Friday
means Friday’s Forgotten Books hosted by Patti Abbott on her blog.
As you surface from a turkey fog with criminal possibilities regarding certain
family members dancing in your heads, I offer you a mystery that blends some
humor, with plenty of suspects, and more than a dash of Texas flavor. A very good read from author Bill Crider (who
also happens to have a story in the new anthology TALES
FROM THE OTHERVERSE: STORIES OF ALTERNATE HISTORY and well worth your
time…
Professor Carl Burns knew the new dean
at Hartley Gorman College wasn’t going to work out when she got a goat. There
may have been good reasons to get a goat, but that is just not something that
is a big winner in the minds of many people.
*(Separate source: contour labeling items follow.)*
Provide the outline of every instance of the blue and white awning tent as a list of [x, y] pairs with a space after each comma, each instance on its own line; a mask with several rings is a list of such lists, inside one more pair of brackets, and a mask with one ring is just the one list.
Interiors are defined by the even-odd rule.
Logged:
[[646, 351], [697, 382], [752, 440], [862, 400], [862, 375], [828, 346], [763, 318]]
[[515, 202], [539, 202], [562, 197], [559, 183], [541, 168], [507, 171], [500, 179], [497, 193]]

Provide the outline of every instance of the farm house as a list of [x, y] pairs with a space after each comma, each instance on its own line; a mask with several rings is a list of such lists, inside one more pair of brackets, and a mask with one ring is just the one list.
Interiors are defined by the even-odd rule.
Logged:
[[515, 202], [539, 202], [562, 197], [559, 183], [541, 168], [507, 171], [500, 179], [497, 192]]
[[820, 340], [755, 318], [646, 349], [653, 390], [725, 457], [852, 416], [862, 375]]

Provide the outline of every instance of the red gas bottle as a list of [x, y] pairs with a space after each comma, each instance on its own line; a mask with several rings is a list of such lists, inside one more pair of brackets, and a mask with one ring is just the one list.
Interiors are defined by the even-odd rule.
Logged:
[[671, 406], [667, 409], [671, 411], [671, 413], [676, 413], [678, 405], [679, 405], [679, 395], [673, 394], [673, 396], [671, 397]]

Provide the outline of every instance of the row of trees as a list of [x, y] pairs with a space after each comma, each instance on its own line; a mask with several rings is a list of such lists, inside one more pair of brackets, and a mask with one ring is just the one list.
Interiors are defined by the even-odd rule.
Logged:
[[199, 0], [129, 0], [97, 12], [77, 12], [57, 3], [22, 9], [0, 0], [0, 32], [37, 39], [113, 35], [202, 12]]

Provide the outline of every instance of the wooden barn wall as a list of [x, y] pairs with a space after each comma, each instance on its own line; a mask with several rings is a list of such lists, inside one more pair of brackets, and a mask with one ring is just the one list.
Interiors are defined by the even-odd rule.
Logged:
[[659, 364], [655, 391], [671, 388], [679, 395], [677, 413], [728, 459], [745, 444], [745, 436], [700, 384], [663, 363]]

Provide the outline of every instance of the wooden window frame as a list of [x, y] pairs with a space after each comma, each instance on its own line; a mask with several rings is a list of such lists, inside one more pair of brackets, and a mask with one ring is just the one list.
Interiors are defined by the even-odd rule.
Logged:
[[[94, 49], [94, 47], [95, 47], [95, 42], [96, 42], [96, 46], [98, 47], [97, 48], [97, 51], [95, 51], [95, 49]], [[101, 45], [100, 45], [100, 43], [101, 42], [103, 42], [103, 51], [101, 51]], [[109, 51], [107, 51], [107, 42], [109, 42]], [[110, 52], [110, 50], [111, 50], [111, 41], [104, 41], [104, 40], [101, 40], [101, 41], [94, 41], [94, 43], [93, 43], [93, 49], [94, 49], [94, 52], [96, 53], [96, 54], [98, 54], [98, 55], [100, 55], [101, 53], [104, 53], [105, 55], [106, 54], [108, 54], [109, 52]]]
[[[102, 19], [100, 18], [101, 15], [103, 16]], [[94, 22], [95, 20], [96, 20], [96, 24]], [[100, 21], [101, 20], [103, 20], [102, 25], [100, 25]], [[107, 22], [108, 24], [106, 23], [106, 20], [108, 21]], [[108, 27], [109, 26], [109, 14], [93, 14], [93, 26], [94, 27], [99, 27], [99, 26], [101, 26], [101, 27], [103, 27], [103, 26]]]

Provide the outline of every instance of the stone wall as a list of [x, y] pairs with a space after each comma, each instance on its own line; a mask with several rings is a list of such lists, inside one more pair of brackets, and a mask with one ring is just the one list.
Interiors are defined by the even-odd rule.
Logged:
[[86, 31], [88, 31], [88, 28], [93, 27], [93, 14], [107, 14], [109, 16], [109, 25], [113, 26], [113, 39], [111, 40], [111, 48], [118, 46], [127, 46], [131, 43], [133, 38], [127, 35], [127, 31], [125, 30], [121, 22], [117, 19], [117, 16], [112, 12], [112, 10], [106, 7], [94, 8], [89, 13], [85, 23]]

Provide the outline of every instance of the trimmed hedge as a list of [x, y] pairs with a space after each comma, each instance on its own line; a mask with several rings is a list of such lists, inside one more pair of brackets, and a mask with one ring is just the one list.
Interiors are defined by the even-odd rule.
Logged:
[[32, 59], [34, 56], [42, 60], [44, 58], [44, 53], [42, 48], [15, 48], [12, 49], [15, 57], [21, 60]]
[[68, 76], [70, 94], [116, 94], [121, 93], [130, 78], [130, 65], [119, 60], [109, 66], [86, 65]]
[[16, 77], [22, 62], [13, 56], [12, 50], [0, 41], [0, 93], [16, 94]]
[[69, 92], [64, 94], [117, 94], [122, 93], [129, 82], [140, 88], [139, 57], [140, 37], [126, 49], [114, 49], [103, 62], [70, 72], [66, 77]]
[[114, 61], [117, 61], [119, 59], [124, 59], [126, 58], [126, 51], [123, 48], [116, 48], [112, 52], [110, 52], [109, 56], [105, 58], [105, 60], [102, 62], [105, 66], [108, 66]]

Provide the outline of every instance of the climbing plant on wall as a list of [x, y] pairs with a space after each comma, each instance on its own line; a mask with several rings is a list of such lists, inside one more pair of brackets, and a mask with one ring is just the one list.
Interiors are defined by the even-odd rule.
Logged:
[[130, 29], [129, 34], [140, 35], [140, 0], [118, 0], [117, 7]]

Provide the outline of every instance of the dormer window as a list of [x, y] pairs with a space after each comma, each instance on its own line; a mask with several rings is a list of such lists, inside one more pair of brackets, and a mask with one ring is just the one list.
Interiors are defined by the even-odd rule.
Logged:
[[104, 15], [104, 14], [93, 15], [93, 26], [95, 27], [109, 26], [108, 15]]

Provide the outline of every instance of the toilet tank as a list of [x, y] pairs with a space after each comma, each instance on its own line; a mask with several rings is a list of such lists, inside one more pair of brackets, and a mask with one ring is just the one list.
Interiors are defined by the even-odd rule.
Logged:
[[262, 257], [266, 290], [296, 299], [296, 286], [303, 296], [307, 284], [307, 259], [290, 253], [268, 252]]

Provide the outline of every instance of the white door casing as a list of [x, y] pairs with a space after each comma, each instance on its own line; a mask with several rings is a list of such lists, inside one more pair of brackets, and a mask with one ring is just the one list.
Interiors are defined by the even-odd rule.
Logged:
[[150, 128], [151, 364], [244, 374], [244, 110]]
While some of the staff are
fixated on the goat and consider the new dean a “unreconstructed hippie” Professor Burns, who is also chairman of the
English Department, is much more worried about her other issues. Of course, if
Burns had just applied for the job, he most likely would have gotten it. Burns
had absolutely no desire to be the academic dean and that means everyone is
going to have to deal with Dr. Gwendolyn Partridge.
While she was highly recommended
nobody warned those at HGC that she was highly liberal. A conservative private
school located near the small south Texas town of Pecan City, Texas was not
ready for her kind of leadership. She has ideas that others would consider
radical. She has also brought in Professor Eric Holt who, as other employees
see it, is getting special treatment he does not warrant. Both Partridge and
Holt want to significantly shake up the curriculum and that is not helping
matters.
If that wasn’t enough, the death of
Thomas Henderson rattles the entire college. It is clear that he died after
impacting the ground due to a fall out of his third floor office window.
Landing on your head tends to kill you dead. It is also pretty clear he did not
voluntarily crash through the window to his death. Considering Burns’
reputation for solving such cases it is not surprising when Burns starts
investigating the situation in … A Dangerous Thing.
Rich with complex characters, humor,
as well as scenic details and atmosphere, this third read in the Carl
Burns mystery series is another excellent cozy style mystery.
Originally published in 1994 and recently made available again thanks to the
e-book format, the mystery does not follow the current fad of dropping a murder
victim in the first paragraph. Instead, it builds the situation as Texas author
Bill Crider weaves a number of threads together before getting to the heart of
the matter. A mighty good read, … A Dangerous Thing can be read as a
standalone if so desired as it just briefly references earlier events in one One
Dead Dean and Dying
Voices.
… A Dangerous Thing: A Carl Burns
Mystery
Bill Crider
Crossroad Press
January 2013
ASIN: B00AZ0YU6A
E-Book (estimated print length 176
pages)
$3.99
I got the hardback version of this
to read and review by way of the Plano Public Library System.
Kevin R. Tipple ©2015
2 comments:
This sounds like a hoot. Crider keeps coming up with the damndest series characters.
That he does. It is a good series. I review the last one in the series, Dead Soldiers, on 12/18/15.